Our relationship has ended. It is useless to keep denying it. My writing muse and I, we don't talk anymore. I think she's having an affair with someone else and frankly, I'm also dating other creative muses. We are not into each other anymore. I used to believe people didn't change. Not in their essence, anyway. Writing stories was part of my essence. I could bet my life on it. I could change many things, except stop writing stories. It was what kept me sane because my life was madness.
In the search for challenges, I came up with the idea to learn about writing and, furthermore, to write in English. That way I would both learn to make better stories and improve my foreign language. It didn't work out as I expected. I don't think my muse liked the idea. It's not the English that bothered her. No. I think it was all the technical stuff I overwhelmed her with. In honor to the truth, I could feel how she grew more and more upset because the more I read, the less I wrote. Forcing the writing was useless. My muse made her point very clear.
I am a sensitive dragon, like any artist. I don't react well to hostility, and worse if I feel ignored. "I was just trying to do you a favor, to improve you; but you know what? Screw you!" I told her. "Here it is my drawing muse, and my... my sculpting muse. And over there is my spiritual muse and they are kinder and prettier than you! Do you think I'll beg you? Ha! Dragons don't beg."

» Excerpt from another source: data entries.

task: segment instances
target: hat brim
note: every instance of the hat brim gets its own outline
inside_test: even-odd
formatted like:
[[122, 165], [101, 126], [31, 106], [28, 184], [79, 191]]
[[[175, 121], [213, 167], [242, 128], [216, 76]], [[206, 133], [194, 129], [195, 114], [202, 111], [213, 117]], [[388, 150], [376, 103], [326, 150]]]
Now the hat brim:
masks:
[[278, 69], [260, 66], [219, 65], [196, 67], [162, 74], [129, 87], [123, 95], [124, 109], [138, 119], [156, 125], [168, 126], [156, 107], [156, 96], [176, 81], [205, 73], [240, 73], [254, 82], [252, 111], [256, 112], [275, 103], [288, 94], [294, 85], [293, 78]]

I threw my unfinished manuscript on her head and walked away. Bite that, I thought. My other muses welcomed me and comforted me. They kept my mind busy and my creativity need satisfied. But as in any divorce, there is the problem of friends. I came to the blogsphere as writer. The circle of friends I move in is mainly formed by writers. Not that they ask me how is my writing muse doing but reading about their achievements, and corresponding relationships with their own writing muses make me think on mine.
We were so close, I thought I would die writing stories. Actually, we never had a fight but until I tried "to make her better". She took serious offense in that. Whenever I run into the title of my unfinished manuscript (that is like ten times a day) something inside me cringes. She feels unfit, so do I. Nothing will make it better because we stopped liking each other. She felt useless. Probably because I told her she was useless, I don't quite remember now.
The point is I feel bad about losing her. Losing muses is not my idea of improving as an artist. Not at all. I blame myself. I wasn't strong enough to protect her, to defend her uniqueness. Maybe she wasn't perfect according to the Holy Rules of Modern Literature, but she made me happy. Sometimes, in the solitude of my creative sanctuary, I deeply regret ever wanting to be a best-selling author because that's what started all this mess in the first place.
She's gone and I just realized I've been talking to a cardboard shape of her she left by the corner.